For most of their history, language models were text-only systems: text in, text out. Multimodal models extend this to handle images, audio, video, and other data types — either as inputs, outputs, or both.
The practical implication is significant: a model that can see an image and answer questions about it, or generate an image from a text description, enables qualitatively different applications than text-only systems.
How multimodal inputs work
The fundamental challenge of multimodal AI is that different modalities (text, images, audio) have very different representations. Text is discrete sequences of tokens. Images are grids of pixels. Audio is a waveform.
The solution used by most modern systems: convert each modality into a representation compatible with the language model's architecture.
For images: An image encoder (typically a Vision Transformer, or ViT) processes the image and produces a sequence of embedding vectors. These visual embeddings are projected into the same embedding space as text tokens and concatenated with the text tokens before being passed to the language model. The model can then "attend" to both text and visual information in its self-attention layers.
For audio: A similar approach — an audio encoder converts the waveform into embeddings compatible with the language model. Whisper, OpenAI's speech recognition model, is a common component in audio processing pipelines.
For video: Either treat video as a sequence of frames and encode each frame, or use specialized video encoders that capture temporal relationships across frames.
Training multimodal models
Multimodal models are typically trained in stages:
- Pre-train modality-specific encoders: Train the image encoder on image classification or image-text matching tasks.
- Align modalities: Train the projection layer that maps visual embeddings to the language model's embedding space, often using image-caption pairs.
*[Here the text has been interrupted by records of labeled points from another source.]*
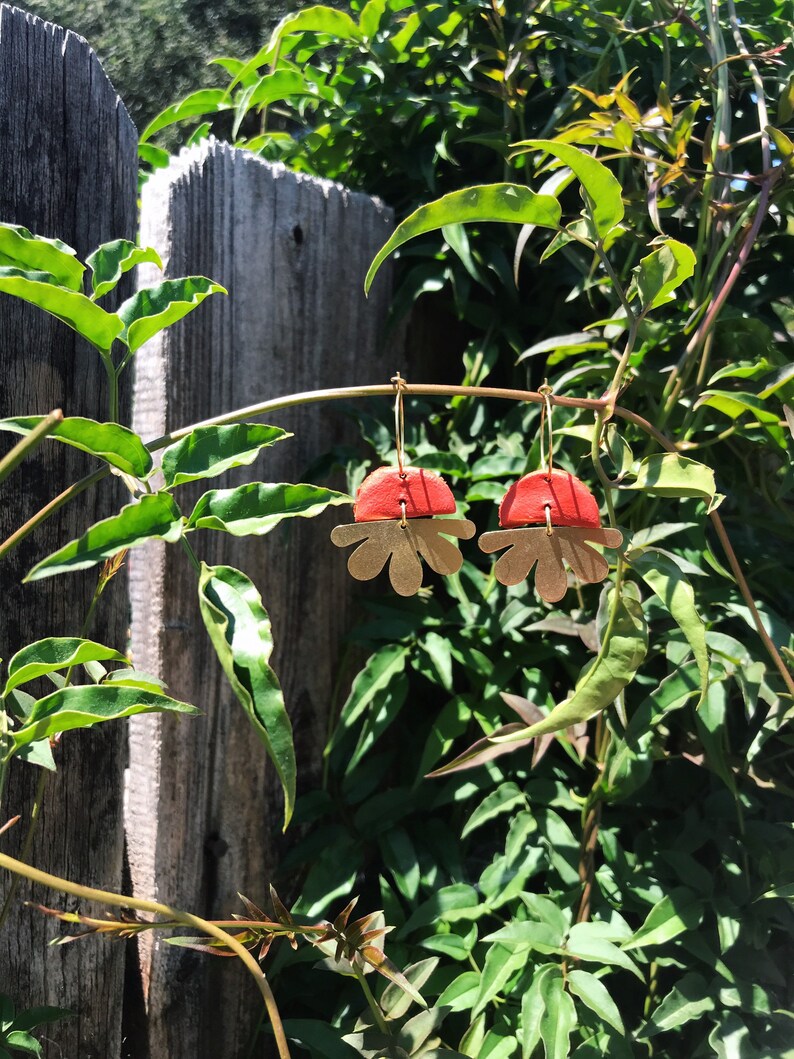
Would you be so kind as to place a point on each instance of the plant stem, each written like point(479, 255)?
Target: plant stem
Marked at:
point(30, 443)
point(206, 927)
point(374, 1006)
- Joint fine-tuning: Fine-tune the combined model on multimodal tasks — visual question answering, image captioning, chart interpretation.
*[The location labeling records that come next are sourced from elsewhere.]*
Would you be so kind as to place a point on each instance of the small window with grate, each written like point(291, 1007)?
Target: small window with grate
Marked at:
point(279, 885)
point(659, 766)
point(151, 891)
Large models like GPT-4V and Claude 3 (Vision) were trained on large amounts of image-text data, enabling them to understand images well without specialized per-task training.
What multimodal models can do
Visual question answering: Describe an image, answer questions about its contents, identify objects, read text within images.
Document understanding: Extract structured information from PDFs, forms, charts, and tables — going beyond what OCR alone can do.
Chart and graph interpretation: Understand the meaning of a bar chart or line graph and answer questions about the data it represents.
Code from UI: Describe or generate code from a screenshot of a user interface.
Medical imaging: Describe what is visible in medical scans (with appropriate caveats about the current limitations of AI for medical use).
Video understanding: Summarize video content, answer questions about events in a video, extract information from presentations.
Image generation
Separate from multimodal understanding models are image generation models: systems that create images from text descriptions.
The dominant approaches:
- Diffusion models (Stable Diffusion, DALL-E, Midjourney): Start from random noise and iteratively denoise it, guided by a text embedding, to produce an image.
- Autoregressive models: Generate images token by token, similar to how language models generate text.
These models are separate from (though increasingly integrated with) language models. Recent systems combine both — a language model for understanding and planning, an image generation model for producing images.
Limitations
Multimodal models have capabilities but also real limitations:
Counting is hard: Models often count objects in images inaccurately.
Spatial reasoning: Understanding exact positions and orientations of objects remains challenging.
Small details: Reading small text, identifying subtle differences, or interpreting highly technical diagrams can be unreliable.
Hallucination: Models can describe features of an image that are not present, especially when the description is expected based on context.
Video understanding at scale: Processing long videos remains expensive and accuracy degrades with length.
Summary
Multimodal AI systems handle inputs across modalities (text, images, audio, video) by using modality-specific encoders to convert each type into embeddings compatible with a central language model. This enables visual question answering, document understanding, chart interpretation, and more. Image generation uses diffusion models guided by text embeddings. Despite broad capability, multimodal models have documented limitations in counting, spatial reasoning, and reliability on fine-grained visual details.